Le « pape des Dorito »
Plus tard, il devient journaliste spécialisé dans le jeu vidéo, d’abord dans la presse spécialisée qui connaît son heure de gloire en ligne. Mais très vite, il revient à la télévision : sur Spike TV, une chaîne du câble. Il devient, en 2003, producteur exécutif derrière les Video Game Awards. On y retrouve déjà la formule qui fera le succès plus tard des Game Awards : des concerts, des stars venues du cinéma, des bande-annonces de jeu et un mélange assumé entre contenu éditorial et publicité. Le public visé est jeune, blanc et masculin, les mises en scène souvent sexistes et homophobes. Mais Geoff Keighley parvient déjà à attirer des grands noms : Snoop Dogg, Samuel L. Jackson présenteront tour à tour la cérémonie.

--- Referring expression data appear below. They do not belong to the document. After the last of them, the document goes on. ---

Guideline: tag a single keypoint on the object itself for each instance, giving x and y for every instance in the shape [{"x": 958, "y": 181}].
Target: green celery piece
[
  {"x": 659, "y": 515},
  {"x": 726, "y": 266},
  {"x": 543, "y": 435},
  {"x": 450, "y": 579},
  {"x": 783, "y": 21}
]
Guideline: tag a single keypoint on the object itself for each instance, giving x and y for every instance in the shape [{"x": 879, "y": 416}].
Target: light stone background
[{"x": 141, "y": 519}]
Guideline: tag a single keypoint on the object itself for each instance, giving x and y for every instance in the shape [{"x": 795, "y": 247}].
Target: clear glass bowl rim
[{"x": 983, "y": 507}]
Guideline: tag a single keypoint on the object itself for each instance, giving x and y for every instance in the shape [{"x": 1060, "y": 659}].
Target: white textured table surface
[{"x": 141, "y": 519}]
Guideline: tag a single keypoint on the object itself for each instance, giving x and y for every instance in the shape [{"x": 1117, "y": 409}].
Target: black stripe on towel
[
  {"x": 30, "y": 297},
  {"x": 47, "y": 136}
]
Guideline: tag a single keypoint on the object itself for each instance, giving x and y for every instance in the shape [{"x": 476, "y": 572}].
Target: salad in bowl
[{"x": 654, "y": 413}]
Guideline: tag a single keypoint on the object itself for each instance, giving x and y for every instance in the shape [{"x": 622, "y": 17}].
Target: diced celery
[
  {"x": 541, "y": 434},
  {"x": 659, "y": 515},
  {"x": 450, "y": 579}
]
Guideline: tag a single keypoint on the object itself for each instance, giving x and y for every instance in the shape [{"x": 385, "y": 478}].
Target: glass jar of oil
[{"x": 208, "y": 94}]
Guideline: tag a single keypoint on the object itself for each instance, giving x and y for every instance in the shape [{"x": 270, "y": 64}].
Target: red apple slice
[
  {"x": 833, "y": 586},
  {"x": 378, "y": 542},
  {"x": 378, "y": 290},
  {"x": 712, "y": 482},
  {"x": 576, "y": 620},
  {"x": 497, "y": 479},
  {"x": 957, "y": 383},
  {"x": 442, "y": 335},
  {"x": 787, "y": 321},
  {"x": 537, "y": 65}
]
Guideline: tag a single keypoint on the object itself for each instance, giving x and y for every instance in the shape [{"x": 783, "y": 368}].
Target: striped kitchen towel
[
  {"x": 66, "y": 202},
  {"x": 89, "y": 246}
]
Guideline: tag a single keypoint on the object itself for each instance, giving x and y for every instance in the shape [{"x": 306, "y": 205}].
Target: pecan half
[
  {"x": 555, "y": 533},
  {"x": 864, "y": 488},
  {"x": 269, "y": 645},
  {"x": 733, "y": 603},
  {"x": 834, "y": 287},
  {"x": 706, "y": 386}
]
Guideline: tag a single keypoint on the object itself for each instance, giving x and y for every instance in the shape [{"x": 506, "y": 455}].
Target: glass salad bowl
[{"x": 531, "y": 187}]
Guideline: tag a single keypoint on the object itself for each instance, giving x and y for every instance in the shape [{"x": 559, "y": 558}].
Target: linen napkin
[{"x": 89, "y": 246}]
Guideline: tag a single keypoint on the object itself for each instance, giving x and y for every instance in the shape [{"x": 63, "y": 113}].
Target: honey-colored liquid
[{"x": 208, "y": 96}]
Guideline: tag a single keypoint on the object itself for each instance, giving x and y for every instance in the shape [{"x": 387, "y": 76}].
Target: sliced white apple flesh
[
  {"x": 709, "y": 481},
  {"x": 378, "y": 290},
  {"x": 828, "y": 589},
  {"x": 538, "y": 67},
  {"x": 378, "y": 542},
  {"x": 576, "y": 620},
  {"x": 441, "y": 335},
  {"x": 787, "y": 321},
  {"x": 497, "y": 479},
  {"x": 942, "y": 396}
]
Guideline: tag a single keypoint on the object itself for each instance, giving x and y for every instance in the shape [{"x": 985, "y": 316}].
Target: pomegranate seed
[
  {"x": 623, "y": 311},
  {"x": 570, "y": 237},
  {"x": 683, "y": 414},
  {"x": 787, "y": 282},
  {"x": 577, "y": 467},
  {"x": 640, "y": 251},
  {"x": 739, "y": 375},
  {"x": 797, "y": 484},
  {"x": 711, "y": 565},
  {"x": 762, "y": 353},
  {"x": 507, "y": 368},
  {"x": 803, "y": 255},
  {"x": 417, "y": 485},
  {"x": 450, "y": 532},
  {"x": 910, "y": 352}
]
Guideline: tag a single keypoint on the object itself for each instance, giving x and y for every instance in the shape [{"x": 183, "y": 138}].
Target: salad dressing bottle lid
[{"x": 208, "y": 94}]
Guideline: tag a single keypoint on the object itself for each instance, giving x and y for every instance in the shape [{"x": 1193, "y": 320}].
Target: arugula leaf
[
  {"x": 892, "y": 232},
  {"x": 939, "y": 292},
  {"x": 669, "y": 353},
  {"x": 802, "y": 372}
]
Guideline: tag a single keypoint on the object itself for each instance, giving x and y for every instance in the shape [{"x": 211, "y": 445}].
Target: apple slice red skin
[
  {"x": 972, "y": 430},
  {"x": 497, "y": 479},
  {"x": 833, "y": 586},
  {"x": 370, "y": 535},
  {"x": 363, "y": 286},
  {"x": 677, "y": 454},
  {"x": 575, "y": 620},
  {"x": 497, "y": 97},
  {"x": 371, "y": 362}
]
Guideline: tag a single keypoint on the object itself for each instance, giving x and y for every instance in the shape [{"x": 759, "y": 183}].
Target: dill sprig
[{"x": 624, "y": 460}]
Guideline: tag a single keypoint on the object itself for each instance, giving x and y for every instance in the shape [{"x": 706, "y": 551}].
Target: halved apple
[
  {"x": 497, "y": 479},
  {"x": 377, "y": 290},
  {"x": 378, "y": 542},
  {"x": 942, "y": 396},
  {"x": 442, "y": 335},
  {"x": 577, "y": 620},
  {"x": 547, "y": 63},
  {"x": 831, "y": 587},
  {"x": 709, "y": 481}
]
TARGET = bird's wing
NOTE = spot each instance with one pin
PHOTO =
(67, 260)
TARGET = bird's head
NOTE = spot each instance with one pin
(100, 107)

Et c'est à cette époque que Geoff Keighley est surnommé « le pape des Dorito ». Référence à une interview qu'il accorde en 2012 à un site spécialisé. Dans la vidéo, il apparaît entouré de paquets de chips et de bouteilles de soda. Le placement de produit est tellement disproportionné qu’il devient le symbole d’une presse jeu vidéo vendue au plus offrant.
103 millions de spectateurs
Une réputation qui ne lui portera pas préjudice longtemps : quand Spike TV met fin aux Video Game Awards deux ans plus tard, il se lance en solo sur Twitch et YouTube. En 10 ans, il est devenu incontournable dans une industrie qui dans le monde pèse désormais quatre fois plus lourd que celle de la télévision. Plus que jamais, Hollywood vient y chercher des sources d’inspiration, et les stars de cinéma n’ont plus l’impression de se compromettre en acceptant de participer à des projets portés par des studios de jeu. Cette année, Timothée Chalamet est venu annoncer le vainqueur de l’édition 2023 : Baldur’s Gate 3 du studio belge Larian. Geoff Keighley lui s’est rendu incontournable. L'an dernier, 103 millions de personnes dans le monde ont regardé ses Game Awards, c'est six fois plus que les Oscars.